These days, some cancer drugs average an annual cost of $100,000 a year, affecting treatment decisions made by oncologists, and altering the very culture of the field itself, as reported by the Wall Street Journal this week. Suddenly, financial issues are causing a potential rift in the patient-physician relationship, forcing docs to reevaluate their treatment options.

Unlike most primary care physicians, who write patients prescriptions that they can fill at a pharmacy, oncologists have to purchase most drugs upfront because they're delivered intravenously in the office. This puts them in a precarious financial position until patients or insurance companies ultimately foot the bill.

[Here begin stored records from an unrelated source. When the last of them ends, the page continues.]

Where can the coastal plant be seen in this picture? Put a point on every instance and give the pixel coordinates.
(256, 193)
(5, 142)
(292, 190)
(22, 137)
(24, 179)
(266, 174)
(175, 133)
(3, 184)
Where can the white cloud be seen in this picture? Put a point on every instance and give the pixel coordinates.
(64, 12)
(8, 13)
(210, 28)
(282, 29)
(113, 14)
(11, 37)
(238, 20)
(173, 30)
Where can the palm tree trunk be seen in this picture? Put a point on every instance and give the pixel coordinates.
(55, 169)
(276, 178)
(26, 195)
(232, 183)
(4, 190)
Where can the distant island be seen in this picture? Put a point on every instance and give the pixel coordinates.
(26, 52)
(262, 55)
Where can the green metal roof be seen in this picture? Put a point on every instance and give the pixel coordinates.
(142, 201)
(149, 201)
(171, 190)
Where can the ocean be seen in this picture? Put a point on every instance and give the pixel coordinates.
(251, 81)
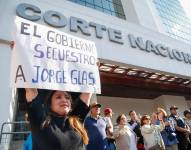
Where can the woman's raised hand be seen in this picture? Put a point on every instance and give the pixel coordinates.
(31, 94)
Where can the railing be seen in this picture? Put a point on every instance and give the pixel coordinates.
(13, 134)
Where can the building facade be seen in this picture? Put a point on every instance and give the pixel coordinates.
(142, 66)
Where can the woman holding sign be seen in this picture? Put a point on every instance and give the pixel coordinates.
(56, 121)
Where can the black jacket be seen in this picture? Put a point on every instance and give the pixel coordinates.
(58, 135)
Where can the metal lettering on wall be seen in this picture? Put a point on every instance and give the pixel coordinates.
(79, 24)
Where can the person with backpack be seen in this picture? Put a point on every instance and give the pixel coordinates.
(125, 137)
(182, 130)
(168, 133)
(96, 126)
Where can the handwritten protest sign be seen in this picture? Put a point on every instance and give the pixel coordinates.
(47, 58)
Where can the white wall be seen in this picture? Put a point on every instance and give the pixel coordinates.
(124, 105)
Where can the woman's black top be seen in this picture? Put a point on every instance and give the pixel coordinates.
(58, 135)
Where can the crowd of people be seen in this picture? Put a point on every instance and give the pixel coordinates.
(58, 122)
(156, 132)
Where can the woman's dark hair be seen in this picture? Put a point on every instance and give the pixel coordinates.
(119, 118)
(145, 117)
(73, 120)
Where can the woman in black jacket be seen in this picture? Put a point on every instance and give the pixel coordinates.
(56, 123)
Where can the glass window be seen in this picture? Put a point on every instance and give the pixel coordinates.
(175, 20)
(112, 7)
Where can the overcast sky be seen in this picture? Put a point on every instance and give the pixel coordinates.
(187, 6)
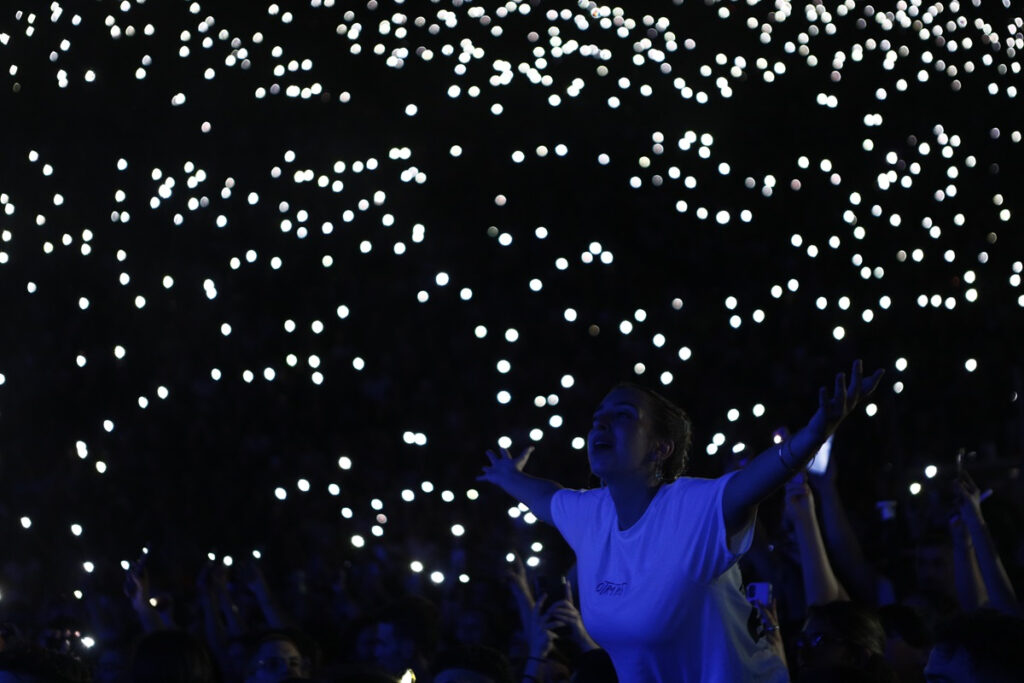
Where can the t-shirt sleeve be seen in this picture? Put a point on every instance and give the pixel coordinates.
(568, 513)
(696, 512)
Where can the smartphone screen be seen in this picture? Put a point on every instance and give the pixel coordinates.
(819, 463)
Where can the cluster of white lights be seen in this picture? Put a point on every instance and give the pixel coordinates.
(913, 44)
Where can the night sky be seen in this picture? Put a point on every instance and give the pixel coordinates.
(252, 249)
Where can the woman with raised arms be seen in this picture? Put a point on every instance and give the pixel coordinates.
(656, 552)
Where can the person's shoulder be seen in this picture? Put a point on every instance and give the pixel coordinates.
(590, 495)
(685, 482)
(693, 487)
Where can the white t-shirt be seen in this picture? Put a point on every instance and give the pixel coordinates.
(664, 597)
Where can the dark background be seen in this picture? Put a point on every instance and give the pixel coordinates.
(197, 471)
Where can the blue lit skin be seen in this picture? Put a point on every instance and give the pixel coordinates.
(620, 446)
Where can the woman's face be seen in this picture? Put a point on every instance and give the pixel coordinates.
(620, 443)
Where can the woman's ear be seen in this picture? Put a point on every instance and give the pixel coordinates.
(663, 449)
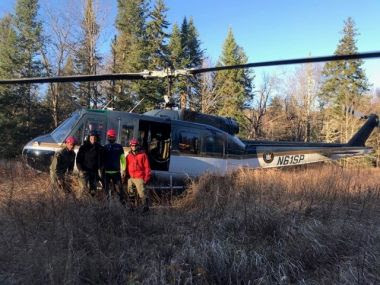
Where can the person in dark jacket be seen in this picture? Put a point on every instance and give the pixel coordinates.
(138, 171)
(114, 161)
(89, 161)
(62, 165)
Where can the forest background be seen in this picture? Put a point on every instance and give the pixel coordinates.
(308, 103)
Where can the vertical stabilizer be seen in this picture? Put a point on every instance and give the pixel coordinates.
(365, 131)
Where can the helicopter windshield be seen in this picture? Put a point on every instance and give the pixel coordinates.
(60, 133)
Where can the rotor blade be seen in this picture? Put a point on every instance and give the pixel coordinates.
(288, 61)
(79, 78)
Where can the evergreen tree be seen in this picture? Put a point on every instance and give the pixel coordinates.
(131, 50)
(157, 51)
(87, 58)
(10, 99)
(185, 52)
(29, 43)
(234, 87)
(344, 84)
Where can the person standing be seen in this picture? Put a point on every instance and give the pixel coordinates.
(89, 161)
(62, 165)
(138, 171)
(114, 161)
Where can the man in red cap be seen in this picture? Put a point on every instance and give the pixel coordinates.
(138, 171)
(63, 165)
(113, 162)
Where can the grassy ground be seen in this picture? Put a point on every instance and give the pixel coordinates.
(311, 226)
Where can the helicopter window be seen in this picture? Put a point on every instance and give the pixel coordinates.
(60, 133)
(78, 133)
(188, 142)
(97, 125)
(213, 143)
(235, 146)
(126, 134)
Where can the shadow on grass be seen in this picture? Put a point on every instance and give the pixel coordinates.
(310, 226)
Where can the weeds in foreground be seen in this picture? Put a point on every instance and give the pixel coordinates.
(311, 226)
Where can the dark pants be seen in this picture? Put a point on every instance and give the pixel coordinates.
(118, 186)
(88, 181)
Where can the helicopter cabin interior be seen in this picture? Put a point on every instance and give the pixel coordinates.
(154, 137)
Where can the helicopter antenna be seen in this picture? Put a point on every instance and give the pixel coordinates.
(138, 103)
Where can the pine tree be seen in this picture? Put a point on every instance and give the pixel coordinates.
(10, 99)
(87, 58)
(157, 51)
(234, 87)
(344, 84)
(131, 50)
(185, 52)
(29, 43)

According to a May 2008 Reuters article, “sales of cancer drugs will grow at nearly double the rate of the global pharmaceutical market and could reach $80 billion by 2012,” as stated by prescription tracking company, IMS Health. “Expensive new treatments, an increasing number of patients on chemotherapy in major markets, and evidence that more people in emerging markets are gaining access to modern targeted therapies will contribute to sales of cancer drugs growing at a compound rate of 12 to 15 percent.”

Perhaps exacerbating the problem is a new generation of drugs that, for the first time, provide oncologists with some options for fatally ill patients. Yet, the obvious downside is the accumulating debt incurred by patients unable to afford the medicine needed to combat their illnesses. Oncologists are now forced to weigh the problem of cost hikes against drug efficacy in what is fast becoming a dismal economy.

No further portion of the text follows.